Consumer activists say the company, a big-time Donor to Democrats and Republicans and the No. 1 contributor to the 2005 Presidential Inaugural Committee, has also been lobbying against state legislation aimed at countering alleged abuses by sub-prime lenders.
"They try to paint themselves as the good guys--that they've adopted best practices and they're kind of the gold standard for the industry," said Norma Garcia, a Maryland lobbyist for Consumers Union. "But really when you look at what they're doing to try to fight predatory lending legislation, it shows exactly where they're coming from."
Ameriquest executives declined requests for interviews, asking instead for a written list of questions. The company answered some of them in writing and also offered a general statement about its practices.
"Ameriquest has helped hundreds of thousands of homeowners purchase or refinance their homes, making it possible for them to achieve their financial goals and enhance their quality of life," the statement said. "We are proud of our role in helping increase homeownership to historic levels. We are a nationwide lender and our goal is to be an industry leader.

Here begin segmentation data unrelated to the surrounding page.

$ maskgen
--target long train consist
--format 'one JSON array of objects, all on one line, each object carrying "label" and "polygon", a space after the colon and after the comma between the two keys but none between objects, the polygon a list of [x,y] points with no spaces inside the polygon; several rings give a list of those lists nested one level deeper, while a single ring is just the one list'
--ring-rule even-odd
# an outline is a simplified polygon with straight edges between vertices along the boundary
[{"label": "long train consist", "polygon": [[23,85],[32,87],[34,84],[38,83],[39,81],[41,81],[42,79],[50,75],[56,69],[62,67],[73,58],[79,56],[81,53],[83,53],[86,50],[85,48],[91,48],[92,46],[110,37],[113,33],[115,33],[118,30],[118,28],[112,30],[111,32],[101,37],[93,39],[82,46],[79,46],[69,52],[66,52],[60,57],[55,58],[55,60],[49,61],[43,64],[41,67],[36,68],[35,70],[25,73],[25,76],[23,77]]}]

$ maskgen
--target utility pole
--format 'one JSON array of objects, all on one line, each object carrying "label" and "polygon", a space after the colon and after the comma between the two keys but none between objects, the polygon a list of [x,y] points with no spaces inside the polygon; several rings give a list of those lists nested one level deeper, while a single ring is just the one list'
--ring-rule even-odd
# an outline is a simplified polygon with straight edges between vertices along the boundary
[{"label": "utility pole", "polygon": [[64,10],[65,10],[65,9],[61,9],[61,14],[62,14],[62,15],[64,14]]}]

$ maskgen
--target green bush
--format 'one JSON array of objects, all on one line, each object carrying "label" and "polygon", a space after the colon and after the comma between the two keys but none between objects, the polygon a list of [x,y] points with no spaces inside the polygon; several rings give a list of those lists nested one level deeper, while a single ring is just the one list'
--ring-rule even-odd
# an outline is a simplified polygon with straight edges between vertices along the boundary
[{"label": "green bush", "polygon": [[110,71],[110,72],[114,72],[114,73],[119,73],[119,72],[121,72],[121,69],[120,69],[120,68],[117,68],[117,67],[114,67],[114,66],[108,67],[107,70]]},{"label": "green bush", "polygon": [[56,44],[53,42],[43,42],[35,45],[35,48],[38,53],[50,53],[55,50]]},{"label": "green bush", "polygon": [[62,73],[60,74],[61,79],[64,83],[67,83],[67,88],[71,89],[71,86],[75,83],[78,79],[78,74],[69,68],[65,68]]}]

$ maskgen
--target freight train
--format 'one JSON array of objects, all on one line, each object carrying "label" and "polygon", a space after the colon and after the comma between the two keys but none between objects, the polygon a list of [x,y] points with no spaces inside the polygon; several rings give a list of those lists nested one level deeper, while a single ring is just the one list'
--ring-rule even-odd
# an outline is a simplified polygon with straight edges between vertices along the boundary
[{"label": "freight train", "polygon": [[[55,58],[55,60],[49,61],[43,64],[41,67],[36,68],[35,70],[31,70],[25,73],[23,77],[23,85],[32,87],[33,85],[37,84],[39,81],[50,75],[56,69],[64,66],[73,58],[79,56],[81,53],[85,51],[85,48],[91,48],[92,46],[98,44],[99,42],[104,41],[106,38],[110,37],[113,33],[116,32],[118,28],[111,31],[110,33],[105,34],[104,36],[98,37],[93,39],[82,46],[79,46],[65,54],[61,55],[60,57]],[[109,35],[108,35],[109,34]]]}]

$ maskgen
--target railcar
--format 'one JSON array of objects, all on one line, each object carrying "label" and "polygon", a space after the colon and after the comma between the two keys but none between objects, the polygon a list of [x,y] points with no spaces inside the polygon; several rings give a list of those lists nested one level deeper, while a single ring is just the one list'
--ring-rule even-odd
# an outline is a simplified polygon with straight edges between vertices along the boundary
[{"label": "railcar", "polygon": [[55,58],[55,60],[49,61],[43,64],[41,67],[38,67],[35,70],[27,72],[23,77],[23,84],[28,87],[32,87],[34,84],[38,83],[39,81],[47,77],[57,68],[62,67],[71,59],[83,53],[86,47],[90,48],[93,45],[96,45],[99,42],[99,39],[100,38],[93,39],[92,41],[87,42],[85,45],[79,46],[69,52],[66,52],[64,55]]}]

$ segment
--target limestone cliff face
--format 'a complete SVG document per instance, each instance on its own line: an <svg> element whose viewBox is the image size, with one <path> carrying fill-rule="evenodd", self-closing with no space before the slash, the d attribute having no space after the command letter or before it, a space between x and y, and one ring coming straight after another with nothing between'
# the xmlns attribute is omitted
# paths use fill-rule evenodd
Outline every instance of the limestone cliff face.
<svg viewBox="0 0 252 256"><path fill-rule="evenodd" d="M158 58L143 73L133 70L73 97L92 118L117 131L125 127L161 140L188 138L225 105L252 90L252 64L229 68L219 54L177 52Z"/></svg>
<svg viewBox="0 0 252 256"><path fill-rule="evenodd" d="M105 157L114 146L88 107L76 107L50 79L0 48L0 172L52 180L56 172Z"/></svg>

"Ameriquest pioneered innovative Best Practices in the mortgage industry," the statement continued. "We have procedures and internal controls in place that are designed to ensure that underwriting standards, pricing policies and property valuations are fair and accurate. We act promptly to resolve any issues that arise."
The company is headed by Chairman Roland E. Arnall, 65, a media-shy developer and financier.
In response to the barrage of lawsuits, the company has pointed to signed documents from customers saying they understood the terms of their loans. In a Maryland lawsuit seeking class-action status, for example, Ameriquest asserts that the plaintiffs "distorted the actual facts concerning the underlying transactions." The allegation that borrowers didn't receive proper disclosures, Ameriquest says, is "directly belied by the fact that each plaintiff acknowledged in writing that they had received such disclosures."
But the plaintiffs in those cases contend that loan salespeople used fast talk and sleight-of-hand paper shuffling to get them to sign documents without knowing the consequences.
Sara Landa said Ameriquest employees tricked her into signing a mortgage that required her to pay $2,494 a month, more than she earns cleaning houses. All the negotiations were in Spanish, according to Landa's lawsuit, but all the loan documents were in English--a language in which she's not proficient. "The only thing she ever got from Ameriquest that was in Spanish was a foreclosure notice," said her lawyer, Nathaniel McKitterick.
Landa and Ameriquest reached a confidential settlement in December. Ameriquest did not admit wrongdoing. The company said it goes to "great lengths to ensure customers are fully informed about loan terms so there are no surprises at the closing table."